Marga tendría entonces unos ochenta años. La recuerdo como una señora entrada en carnes, con la cara redonda y poblada de numerosas arrugas, ojos pequeños color verde y una nariz también pequeña. El pelo, que un día fue abundante y rubio, ya muy escaso, lo tenía teñido de un color castaño y muy corto, peinado hacia atrás, que dejaba al descubierto sus grandes orejas, con lóbulos perforados, grandes y caídos como si con los años hubieran cedido al peso de tantos pendientes. No era especialmente alta, quizá midiera un metro sesenta y cinco, aunque de joven sí lo fue. Además, si tenemos en cuenta que yo mido ahora poco más de un metro y medio, no puedo decir que fuera baja desde mi punto de vista.

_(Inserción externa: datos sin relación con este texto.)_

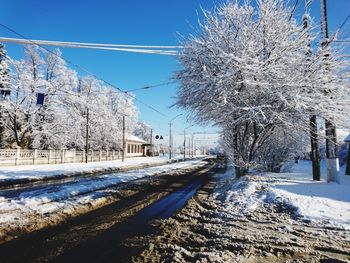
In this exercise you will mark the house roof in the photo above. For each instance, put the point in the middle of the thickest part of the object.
(133, 138)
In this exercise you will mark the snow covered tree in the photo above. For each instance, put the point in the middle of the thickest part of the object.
(245, 72)
(143, 131)
(61, 120)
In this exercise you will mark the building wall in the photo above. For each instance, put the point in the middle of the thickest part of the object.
(134, 149)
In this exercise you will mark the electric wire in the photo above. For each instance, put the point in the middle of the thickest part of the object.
(86, 71)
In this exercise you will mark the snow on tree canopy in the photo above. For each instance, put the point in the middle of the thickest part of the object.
(249, 71)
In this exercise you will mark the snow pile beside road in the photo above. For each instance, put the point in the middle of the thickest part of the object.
(37, 172)
(320, 202)
(326, 203)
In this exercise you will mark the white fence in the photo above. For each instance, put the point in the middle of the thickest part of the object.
(26, 157)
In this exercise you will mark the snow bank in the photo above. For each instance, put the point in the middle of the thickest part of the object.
(35, 172)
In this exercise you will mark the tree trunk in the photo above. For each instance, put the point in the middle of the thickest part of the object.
(332, 153)
(315, 153)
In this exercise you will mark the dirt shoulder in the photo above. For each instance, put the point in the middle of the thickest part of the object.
(206, 230)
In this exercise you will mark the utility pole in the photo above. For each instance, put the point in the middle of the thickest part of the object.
(151, 142)
(184, 144)
(331, 133)
(124, 142)
(170, 138)
(87, 136)
(170, 141)
(315, 152)
(189, 146)
(192, 145)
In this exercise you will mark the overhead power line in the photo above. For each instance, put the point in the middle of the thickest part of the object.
(86, 71)
(151, 86)
(160, 50)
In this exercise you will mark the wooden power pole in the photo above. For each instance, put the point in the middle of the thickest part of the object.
(124, 141)
(331, 134)
(315, 151)
(87, 136)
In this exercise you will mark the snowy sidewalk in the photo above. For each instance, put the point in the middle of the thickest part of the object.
(319, 202)
(29, 173)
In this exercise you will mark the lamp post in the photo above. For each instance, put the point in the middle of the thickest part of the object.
(170, 140)
(185, 140)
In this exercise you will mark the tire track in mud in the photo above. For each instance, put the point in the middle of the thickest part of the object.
(47, 244)
(205, 231)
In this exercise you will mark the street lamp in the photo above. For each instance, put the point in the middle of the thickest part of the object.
(185, 140)
(170, 141)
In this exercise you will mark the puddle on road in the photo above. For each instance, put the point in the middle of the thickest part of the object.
(109, 246)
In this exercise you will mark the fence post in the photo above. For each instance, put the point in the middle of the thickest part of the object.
(18, 155)
(35, 154)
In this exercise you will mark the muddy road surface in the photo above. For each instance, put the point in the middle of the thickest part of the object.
(102, 234)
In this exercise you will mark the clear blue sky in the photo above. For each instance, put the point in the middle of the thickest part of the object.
(148, 22)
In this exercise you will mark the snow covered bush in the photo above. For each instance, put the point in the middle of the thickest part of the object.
(247, 72)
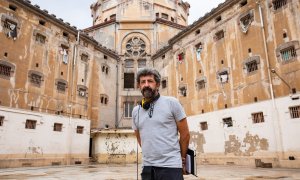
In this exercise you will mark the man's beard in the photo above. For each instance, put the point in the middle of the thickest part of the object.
(148, 93)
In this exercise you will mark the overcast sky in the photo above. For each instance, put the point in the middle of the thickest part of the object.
(77, 12)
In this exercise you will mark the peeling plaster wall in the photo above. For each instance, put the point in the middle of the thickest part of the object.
(41, 146)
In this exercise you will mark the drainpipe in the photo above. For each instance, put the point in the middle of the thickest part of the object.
(276, 127)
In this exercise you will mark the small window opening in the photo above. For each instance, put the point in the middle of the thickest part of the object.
(128, 80)
(295, 112)
(164, 83)
(200, 84)
(227, 122)
(203, 126)
(42, 22)
(243, 3)
(219, 35)
(288, 53)
(219, 18)
(258, 117)
(30, 124)
(13, 7)
(1, 120)
(79, 129)
(277, 4)
(57, 127)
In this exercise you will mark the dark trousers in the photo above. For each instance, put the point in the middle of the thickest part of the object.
(161, 173)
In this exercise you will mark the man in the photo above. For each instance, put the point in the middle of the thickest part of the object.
(157, 121)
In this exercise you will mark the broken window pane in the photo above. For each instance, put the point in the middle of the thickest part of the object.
(57, 127)
(1, 120)
(79, 129)
(40, 38)
(203, 126)
(288, 53)
(128, 80)
(30, 124)
(227, 122)
(295, 112)
(36, 79)
(5, 70)
(278, 3)
(128, 107)
(252, 66)
(258, 117)
(10, 28)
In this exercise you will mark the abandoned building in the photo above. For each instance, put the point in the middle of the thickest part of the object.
(67, 94)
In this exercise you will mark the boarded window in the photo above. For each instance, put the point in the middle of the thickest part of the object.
(79, 129)
(5, 70)
(36, 79)
(200, 84)
(40, 38)
(227, 122)
(57, 127)
(251, 66)
(288, 54)
(258, 117)
(219, 35)
(277, 4)
(295, 112)
(128, 80)
(1, 120)
(203, 126)
(30, 124)
(128, 107)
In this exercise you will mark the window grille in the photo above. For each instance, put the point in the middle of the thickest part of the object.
(57, 127)
(252, 66)
(288, 53)
(258, 117)
(295, 112)
(79, 129)
(5, 70)
(227, 122)
(30, 124)
(128, 107)
(40, 38)
(128, 80)
(277, 4)
(203, 126)
(36, 79)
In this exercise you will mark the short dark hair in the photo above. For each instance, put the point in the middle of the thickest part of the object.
(148, 71)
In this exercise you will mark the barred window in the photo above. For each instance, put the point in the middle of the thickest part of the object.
(203, 126)
(57, 127)
(277, 4)
(1, 120)
(30, 124)
(288, 54)
(258, 117)
(40, 38)
(36, 79)
(128, 107)
(252, 66)
(5, 70)
(219, 35)
(227, 122)
(295, 112)
(79, 129)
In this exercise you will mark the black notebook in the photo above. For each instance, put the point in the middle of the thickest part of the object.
(191, 163)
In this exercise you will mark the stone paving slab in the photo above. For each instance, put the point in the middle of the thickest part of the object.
(128, 172)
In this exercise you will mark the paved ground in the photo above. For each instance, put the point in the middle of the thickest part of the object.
(128, 172)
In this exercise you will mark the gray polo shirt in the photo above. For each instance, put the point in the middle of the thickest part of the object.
(159, 134)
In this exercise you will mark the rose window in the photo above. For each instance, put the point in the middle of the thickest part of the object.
(136, 47)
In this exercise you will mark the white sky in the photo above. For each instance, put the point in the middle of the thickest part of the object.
(77, 12)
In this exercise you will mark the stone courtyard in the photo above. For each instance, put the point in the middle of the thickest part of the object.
(128, 172)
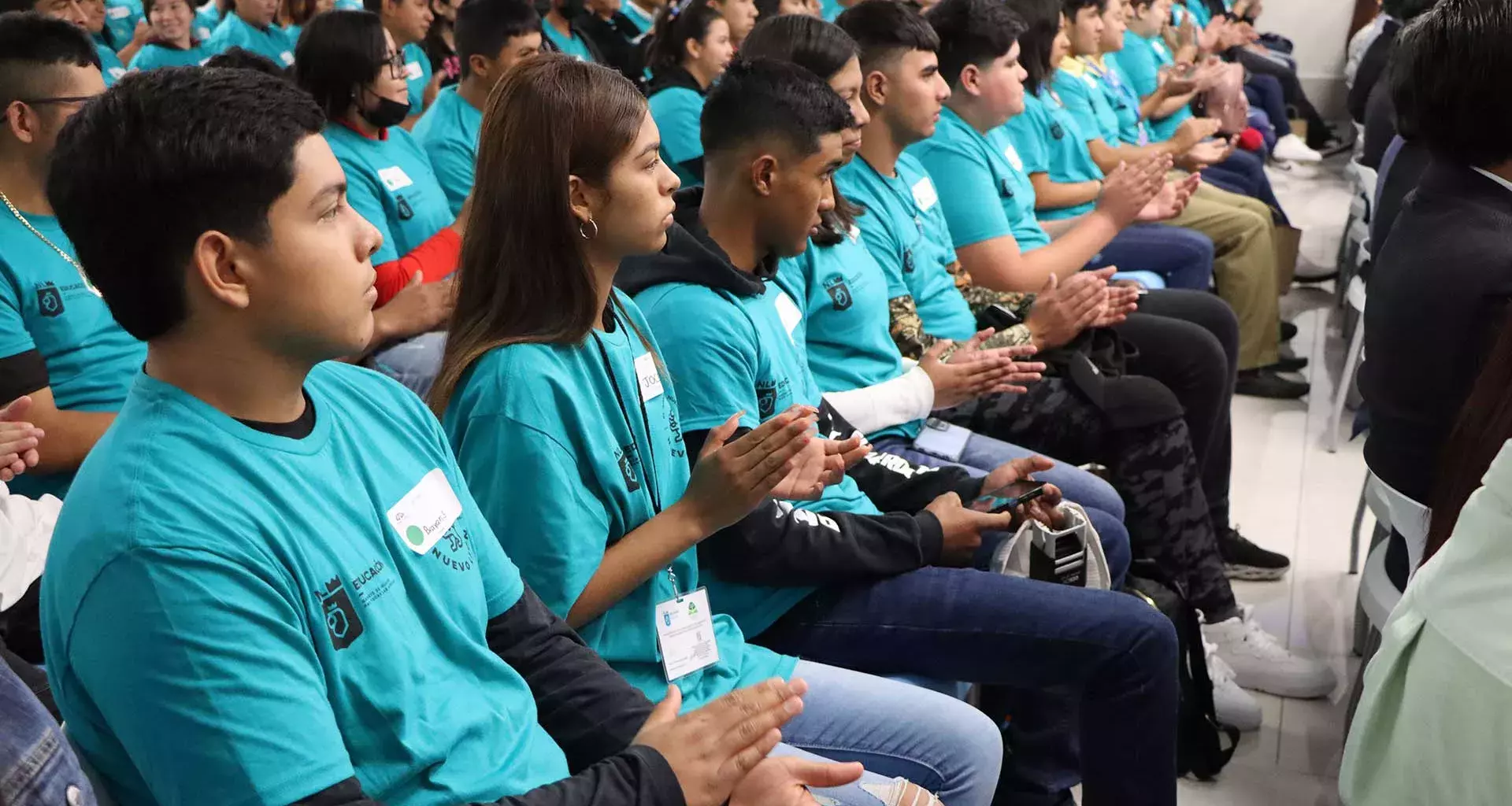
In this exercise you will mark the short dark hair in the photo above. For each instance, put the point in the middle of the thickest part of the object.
(486, 26)
(1447, 80)
(678, 23)
(973, 32)
(338, 54)
(239, 57)
(213, 150)
(885, 31)
(759, 98)
(806, 41)
(32, 46)
(1038, 38)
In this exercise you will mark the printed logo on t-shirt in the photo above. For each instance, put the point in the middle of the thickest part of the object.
(394, 177)
(839, 292)
(1014, 157)
(49, 300)
(925, 194)
(340, 616)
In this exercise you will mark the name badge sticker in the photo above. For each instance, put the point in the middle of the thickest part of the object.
(647, 377)
(425, 513)
(685, 633)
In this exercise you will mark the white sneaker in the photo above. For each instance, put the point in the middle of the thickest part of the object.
(1262, 663)
(1234, 705)
(1295, 150)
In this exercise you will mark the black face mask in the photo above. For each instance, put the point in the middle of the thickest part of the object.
(386, 114)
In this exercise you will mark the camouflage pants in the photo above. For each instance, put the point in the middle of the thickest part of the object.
(1151, 466)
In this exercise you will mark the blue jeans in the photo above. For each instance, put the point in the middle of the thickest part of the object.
(1184, 257)
(1092, 673)
(1098, 498)
(413, 362)
(895, 730)
(37, 763)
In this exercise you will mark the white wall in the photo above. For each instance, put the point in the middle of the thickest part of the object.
(1321, 31)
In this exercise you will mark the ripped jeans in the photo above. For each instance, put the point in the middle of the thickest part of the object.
(895, 730)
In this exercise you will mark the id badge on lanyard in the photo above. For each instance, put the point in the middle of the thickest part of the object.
(685, 633)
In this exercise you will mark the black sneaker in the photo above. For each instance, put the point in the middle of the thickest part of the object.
(1266, 383)
(1245, 560)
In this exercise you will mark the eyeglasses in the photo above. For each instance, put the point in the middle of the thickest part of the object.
(395, 65)
(57, 98)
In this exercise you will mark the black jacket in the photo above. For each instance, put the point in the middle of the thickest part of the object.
(1438, 298)
(776, 545)
(614, 41)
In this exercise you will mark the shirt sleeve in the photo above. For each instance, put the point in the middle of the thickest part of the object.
(711, 368)
(969, 198)
(532, 497)
(212, 682)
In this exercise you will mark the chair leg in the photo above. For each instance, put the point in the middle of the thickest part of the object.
(1346, 379)
(1354, 534)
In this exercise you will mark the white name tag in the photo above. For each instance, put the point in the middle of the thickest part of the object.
(788, 312)
(424, 515)
(647, 375)
(395, 179)
(1014, 157)
(685, 633)
(925, 194)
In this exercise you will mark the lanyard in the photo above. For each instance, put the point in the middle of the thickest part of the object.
(649, 460)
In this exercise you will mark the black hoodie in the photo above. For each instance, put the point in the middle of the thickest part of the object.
(776, 545)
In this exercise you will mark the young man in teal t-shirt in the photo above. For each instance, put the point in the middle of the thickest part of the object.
(833, 579)
(57, 341)
(351, 633)
(491, 37)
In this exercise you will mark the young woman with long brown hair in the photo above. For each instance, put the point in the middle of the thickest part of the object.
(565, 423)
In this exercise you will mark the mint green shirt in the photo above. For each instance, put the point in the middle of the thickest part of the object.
(905, 230)
(46, 306)
(448, 132)
(1050, 141)
(243, 617)
(271, 41)
(983, 187)
(563, 472)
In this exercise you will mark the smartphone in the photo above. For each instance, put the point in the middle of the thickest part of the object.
(1009, 497)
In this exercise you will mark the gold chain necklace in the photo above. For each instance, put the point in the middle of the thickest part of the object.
(44, 239)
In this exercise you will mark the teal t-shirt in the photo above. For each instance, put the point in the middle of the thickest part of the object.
(1081, 93)
(678, 113)
(1122, 100)
(1139, 62)
(47, 307)
(236, 617)
(121, 17)
(983, 187)
(206, 20)
(271, 41)
(111, 65)
(391, 183)
(154, 55)
(846, 323)
(416, 75)
(1051, 141)
(448, 132)
(570, 46)
(563, 472)
(726, 354)
(905, 230)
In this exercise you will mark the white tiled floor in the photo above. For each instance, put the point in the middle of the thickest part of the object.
(1292, 497)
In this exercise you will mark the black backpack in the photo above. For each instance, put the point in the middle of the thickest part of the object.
(1199, 734)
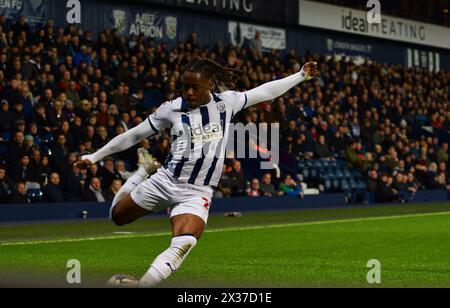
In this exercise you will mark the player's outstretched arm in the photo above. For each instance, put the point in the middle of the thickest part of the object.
(120, 143)
(274, 89)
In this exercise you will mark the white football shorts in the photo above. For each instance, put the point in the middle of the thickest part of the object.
(161, 191)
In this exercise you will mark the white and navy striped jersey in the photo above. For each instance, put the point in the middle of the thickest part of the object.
(199, 136)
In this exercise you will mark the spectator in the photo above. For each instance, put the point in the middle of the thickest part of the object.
(72, 185)
(321, 148)
(113, 190)
(59, 154)
(385, 192)
(256, 46)
(236, 179)
(120, 170)
(225, 189)
(266, 187)
(290, 188)
(253, 190)
(6, 118)
(6, 186)
(94, 193)
(24, 171)
(53, 192)
(19, 195)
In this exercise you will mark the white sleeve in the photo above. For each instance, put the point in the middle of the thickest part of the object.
(272, 90)
(122, 142)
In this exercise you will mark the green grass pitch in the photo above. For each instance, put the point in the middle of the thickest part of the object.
(315, 248)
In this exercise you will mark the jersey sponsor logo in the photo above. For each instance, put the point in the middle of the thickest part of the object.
(222, 107)
(205, 134)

En la parte derecha del labio tenía algo que a primera vista podía parecer un herpes, pero era en realidad, como ella me contó, la cicatriz de una herida que se hizo en su infancia, cuando intentó montar a horcajadas una mula. La anciana Marga cambió su expresión de alerta al ver mi actitud serena, y me comenzó a hablar con su voz temblorosa, mientras se levantaba y se abrochaba bien su rebeca de lana negra, riguroso luto por su reciente viudedad.
–Vera, ¿cómo estás cariño?
–Bien, yaya Marga. Un poco cansada, pero bien.
–Eso es de la anestesia, se te pasará cuando descanses un poquito más. –Marga se percató de inmediato de mi forma de explorar toda la habitación con extrema curiosidad y creyó que buscaba algo–. Tu mamá ha bajado a la cafetería a desayunar, y me que quedado yo un rato contigo.
Mentirosa, mi madre está durmiendo en casa y has sido tú quien se ha pasado toda la noche conmigo, yaya. Yo era muy joven, pero no era para nada tonta, y sabía qué era y qué no era capaz de hacer mi madre por mí.
Sabía a la perfección que si no se había tomado la molestia nunca de cantarme una canción infantil, jugar conmigo ni sacarme al parque, no se iba a considerar absoluto la posibilidad de pasar la noche en el incómodo sillón reclinable de un hospital conmigo.
 Una cosa era el tema de la mudanza, porque ahí era mi vida lo que estaba en juego, y otra muy distinta demostrarme que me quería, y tanto ella como yo discerníamos la diferencia a la perfección.
Marga me contó un cuento para ayudarme a olvidar la vía y mantenerme entretenida hasta que el sueño me venciera, sabía que me aburro con mucha facilidad cuando estoy en la cama. Me contó decenas de cuentos en mi infancia, sobre todo de terror. Se había dado cuenta le Caperucita y Los Tres Cerditos eran muy útiles para lograr que durmiera, pero poco efectivos cuando el objetivo era entretenerme, por lo que adaptaba los libros que conocía. Cuando ella llegaba a casa sabía que había llegado la hora de apagar la televisión, quitar de mi cabeza la escabrosa muerte de la mamá de Bambi y deleitarme con el pobre Frankenstein, las aventuras del pequeño Bilbo o el último caso que logró resolver el implacable Poirot.
Supongo que no era el estereotipo de niña al que los pedagogos etiquetan como “normal”. Desde luego Marga lo sabía, y supo adaptarse a las circunstancias muy bien.